Although some lawmakers are expected to resist a request for additional funding, arguing that there is plenty of money left over from previous appropriations, Sen. Roy Blunt (R-MO) said that he is satisfied that most of the money has been put to use. “We asked some questions — Senator Burr and I a few weeks ago — about how the other money had been spent,” he said. “And, frankly, the categories where they’re asking for money, the money has all been spent or committed to the purposes it had been appropriated.”

January Budget Surplus Not Quite What It Seems: Report

We told you last week about the $119 billion federal budget surplus in January, the first monthly surplus in more than two years.
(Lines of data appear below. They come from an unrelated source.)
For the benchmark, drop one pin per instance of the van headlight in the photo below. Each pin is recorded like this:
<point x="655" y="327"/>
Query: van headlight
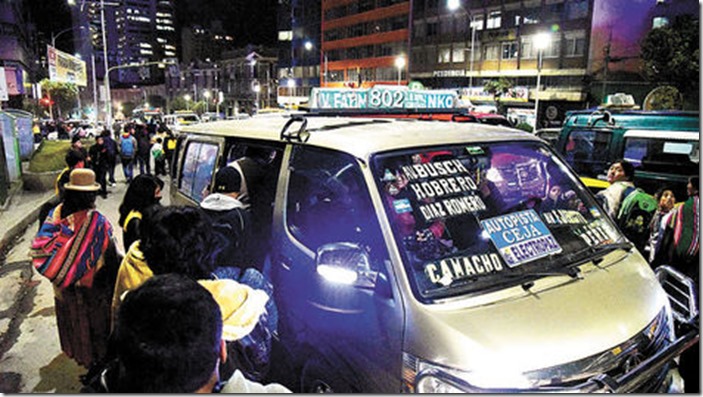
<point x="436" y="378"/>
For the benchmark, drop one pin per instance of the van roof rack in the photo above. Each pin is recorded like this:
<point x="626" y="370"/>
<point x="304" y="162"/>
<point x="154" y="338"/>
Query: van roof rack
<point x="302" y="134"/>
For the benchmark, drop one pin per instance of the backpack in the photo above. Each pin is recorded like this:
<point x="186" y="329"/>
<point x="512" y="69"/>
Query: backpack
<point x="127" y="147"/>
<point x="636" y="212"/>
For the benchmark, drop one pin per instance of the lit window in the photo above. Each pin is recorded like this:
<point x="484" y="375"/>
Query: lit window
<point x="493" y="21"/>
<point x="659" y="22"/>
<point x="509" y="50"/>
<point x="444" y="55"/>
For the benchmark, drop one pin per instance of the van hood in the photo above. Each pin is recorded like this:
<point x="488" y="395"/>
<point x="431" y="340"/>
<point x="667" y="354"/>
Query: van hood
<point x="559" y="320"/>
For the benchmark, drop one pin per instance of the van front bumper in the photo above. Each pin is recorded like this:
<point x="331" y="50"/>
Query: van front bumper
<point x="630" y="381"/>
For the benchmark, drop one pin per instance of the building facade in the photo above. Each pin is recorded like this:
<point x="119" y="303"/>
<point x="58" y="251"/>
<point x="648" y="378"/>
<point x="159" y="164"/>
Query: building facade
<point x="18" y="51"/>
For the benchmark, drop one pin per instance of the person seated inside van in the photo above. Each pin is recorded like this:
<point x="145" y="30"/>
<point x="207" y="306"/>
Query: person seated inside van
<point x="230" y="219"/>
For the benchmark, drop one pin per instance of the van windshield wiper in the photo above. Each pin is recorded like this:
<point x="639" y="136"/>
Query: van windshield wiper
<point x="568" y="265"/>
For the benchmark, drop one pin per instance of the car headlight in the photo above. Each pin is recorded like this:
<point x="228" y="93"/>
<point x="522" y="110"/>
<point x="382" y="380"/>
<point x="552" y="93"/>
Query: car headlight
<point x="435" y="378"/>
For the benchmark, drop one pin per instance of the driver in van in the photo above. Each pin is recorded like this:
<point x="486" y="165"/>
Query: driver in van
<point x="620" y="175"/>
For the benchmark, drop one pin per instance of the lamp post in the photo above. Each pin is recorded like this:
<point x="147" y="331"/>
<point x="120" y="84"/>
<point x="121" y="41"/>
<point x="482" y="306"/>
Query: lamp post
<point x="206" y="95"/>
<point x="308" y="47"/>
<point x="400" y="64"/>
<point x="53" y="44"/>
<point x="454" y="5"/>
<point x="540" y="41"/>
<point x="291" y="90"/>
<point x="257" y="89"/>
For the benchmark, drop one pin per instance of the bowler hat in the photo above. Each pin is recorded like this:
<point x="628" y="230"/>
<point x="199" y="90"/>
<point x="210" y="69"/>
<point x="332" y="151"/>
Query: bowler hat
<point x="227" y="180"/>
<point x="82" y="180"/>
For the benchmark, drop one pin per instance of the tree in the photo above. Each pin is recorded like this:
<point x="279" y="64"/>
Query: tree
<point x="670" y="54"/>
<point x="497" y="88"/>
<point x="64" y="95"/>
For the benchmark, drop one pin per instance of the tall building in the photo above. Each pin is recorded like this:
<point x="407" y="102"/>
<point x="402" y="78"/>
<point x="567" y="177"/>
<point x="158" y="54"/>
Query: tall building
<point x="342" y="43"/>
<point x="200" y="43"/>
<point x="135" y="32"/>
<point x="362" y="40"/>
<point x="590" y="49"/>
<point x="17" y="52"/>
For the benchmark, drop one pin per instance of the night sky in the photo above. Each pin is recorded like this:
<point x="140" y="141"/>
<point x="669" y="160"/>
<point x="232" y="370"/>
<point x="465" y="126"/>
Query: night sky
<point x="247" y="21"/>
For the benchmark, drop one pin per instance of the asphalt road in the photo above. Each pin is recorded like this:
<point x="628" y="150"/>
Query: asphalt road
<point x="31" y="360"/>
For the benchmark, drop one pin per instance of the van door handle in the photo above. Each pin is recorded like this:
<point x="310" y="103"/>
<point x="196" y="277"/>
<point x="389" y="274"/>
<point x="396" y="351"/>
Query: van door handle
<point x="285" y="262"/>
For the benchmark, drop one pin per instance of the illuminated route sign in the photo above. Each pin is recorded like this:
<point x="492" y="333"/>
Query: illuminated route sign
<point x="382" y="97"/>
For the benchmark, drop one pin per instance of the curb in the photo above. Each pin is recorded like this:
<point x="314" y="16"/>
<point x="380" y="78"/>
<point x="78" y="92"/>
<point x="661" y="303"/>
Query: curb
<point x="13" y="231"/>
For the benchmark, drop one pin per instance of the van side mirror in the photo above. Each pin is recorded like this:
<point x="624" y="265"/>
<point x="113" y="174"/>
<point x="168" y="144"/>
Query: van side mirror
<point x="345" y="263"/>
Politico’s Morning Money highlighted the surplus on Monday, saying it was “another reflection of an economy that is firing on all cylinders, and improving the fiscal picture at the same time.” But the Committee for a Responsible Federal Budget, which advocates for deficit reduction, pushed back on that characterization, arguing that the January surplus isn’t quite what it seems.

“It’s good news about the deficit coming down and a monthly surplus in January,” CRFB’s Maya MacGuineas told Morning Money, “but it’s important to keep in mind that 1) much of the monthly surplus was due to timing shifts and one-time events; 2) even while the deficit is coming down—which was expected after the Covid emergency improved—the debt is still growing at a hefty clip, and is projected to grow by over $1 trillion this year; and 3) the longer-term debt is projected to grow by $13 trillion over the next decade assuming no new borrowing.”

According to CRFB, the January surplus was “largely a mirage,” totaling a more modest $14 billion once one-time revenues and timing shifts of payments due to weekends and holidays are removed from the tally. Overall debt levels will remain at historically high levels, driven by structural factors including an aging population and rising health care costs. “So we are far off from a fiscal victory,” MacGuineas said.